A prominent house church leader, sentenced to three years in prison, was seeking an appeal until recently when he withdrew his request, a Texas-based Christian rights group said on Wednesday.
Cai Zhuohua was sentenced by the Beijing People's Intermediate Court, along with his wife Xiao Yunfei, her brother, Xiao Gaowen, and his wife Hu Jinyun, for running an "illegal business" that printed Bibles and Christian literature.
The China Aid Association learned that Cai withdrew the appeal before the court deadline "under intensive pressure."
According to the statement made on Nov. 16, CAA's government sources said that one court clerk from Haidian District People's Court met with Cai after he was sentenced, and hinted that his sentence would increase if he decided to file for an appeal.
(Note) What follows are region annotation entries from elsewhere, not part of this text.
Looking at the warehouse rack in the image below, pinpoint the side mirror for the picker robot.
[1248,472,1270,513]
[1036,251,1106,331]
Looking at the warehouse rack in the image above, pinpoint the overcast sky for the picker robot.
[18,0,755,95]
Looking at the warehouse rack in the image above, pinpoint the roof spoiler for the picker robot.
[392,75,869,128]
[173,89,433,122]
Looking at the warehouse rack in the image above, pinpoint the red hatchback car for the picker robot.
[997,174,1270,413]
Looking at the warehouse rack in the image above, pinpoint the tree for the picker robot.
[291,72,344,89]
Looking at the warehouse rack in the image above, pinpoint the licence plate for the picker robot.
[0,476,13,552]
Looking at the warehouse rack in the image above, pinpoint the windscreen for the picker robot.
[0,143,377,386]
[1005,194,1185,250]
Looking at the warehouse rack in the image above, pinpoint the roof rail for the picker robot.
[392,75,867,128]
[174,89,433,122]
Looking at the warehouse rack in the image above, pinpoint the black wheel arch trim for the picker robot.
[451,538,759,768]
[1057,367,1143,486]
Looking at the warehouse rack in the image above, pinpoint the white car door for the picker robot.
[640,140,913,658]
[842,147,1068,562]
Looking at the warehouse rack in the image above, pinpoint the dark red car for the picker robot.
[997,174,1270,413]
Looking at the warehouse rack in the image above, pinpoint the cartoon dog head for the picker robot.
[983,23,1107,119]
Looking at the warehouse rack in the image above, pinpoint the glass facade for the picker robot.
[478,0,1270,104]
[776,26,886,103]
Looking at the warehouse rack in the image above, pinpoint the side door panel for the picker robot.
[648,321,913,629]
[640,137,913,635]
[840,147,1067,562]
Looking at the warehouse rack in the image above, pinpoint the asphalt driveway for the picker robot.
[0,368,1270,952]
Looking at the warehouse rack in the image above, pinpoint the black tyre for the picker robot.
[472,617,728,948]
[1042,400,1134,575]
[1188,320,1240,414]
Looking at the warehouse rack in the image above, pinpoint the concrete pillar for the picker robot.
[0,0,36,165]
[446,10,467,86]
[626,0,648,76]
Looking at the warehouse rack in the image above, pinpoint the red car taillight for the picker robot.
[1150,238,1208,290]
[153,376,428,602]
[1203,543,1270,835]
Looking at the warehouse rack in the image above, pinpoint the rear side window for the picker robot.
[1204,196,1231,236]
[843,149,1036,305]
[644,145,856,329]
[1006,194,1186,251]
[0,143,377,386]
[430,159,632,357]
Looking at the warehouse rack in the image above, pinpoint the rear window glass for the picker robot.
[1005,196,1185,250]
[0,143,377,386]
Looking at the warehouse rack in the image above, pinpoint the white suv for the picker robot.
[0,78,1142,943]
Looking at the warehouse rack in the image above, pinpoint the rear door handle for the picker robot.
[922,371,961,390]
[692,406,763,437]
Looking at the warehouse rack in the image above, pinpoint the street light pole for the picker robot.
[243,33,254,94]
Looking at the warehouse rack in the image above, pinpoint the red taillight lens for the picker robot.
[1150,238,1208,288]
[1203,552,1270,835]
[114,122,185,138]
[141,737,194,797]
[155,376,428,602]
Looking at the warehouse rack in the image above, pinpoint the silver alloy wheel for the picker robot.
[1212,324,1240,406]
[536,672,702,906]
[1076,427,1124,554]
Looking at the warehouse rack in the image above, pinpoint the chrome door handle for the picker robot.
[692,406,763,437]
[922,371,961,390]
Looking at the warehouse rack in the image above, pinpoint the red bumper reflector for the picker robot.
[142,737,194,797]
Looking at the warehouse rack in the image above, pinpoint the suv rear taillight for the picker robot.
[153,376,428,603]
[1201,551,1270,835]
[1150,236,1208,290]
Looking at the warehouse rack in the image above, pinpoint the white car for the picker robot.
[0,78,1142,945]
President of CAA Bob Fu disapproved of this "heavy pressure," and said on Wed., "We strongly urge the Chinese higher authority to grant the due process guaranteed by Chinese own laws for every citizen in China."
The Chinese government only allows Christians to worship in state-sanctioned churches, and the printing of Bibles and religious publications needs to be approved by the State Bureau of Religious Affairs. Bibles cannot be openly bought or sold at bookshops, therefore there is a limited amount to be distributed.
Around Cai's first hearing in July, Hong Kong's Beijing-funded Ta Kung Pao quoted Ye Xiaowen, the director of the State Bureau of Religious Affairs in an interview as saying, Cai illegally printed 40 million copies, with Ye further accusing Cai as having already sold two million copies.
Cai's attorney, Zhang Xingshui acknowledged his client did publish Bibles and other Christian literature without the government's permission, but denied the accusation that he sold the material, but rather he distributed it for free.
Cai's case has garnered the support of Christian groups in the U.S., and has been cited as an example for President Bush to bring to President Hu Jintao in their meeting over U.S.-China relations. Christian organizations, the USCIRF and the State Department are urging Bush to bring religious freedom to the top of his agenda in Beijing on Nov. 19-21.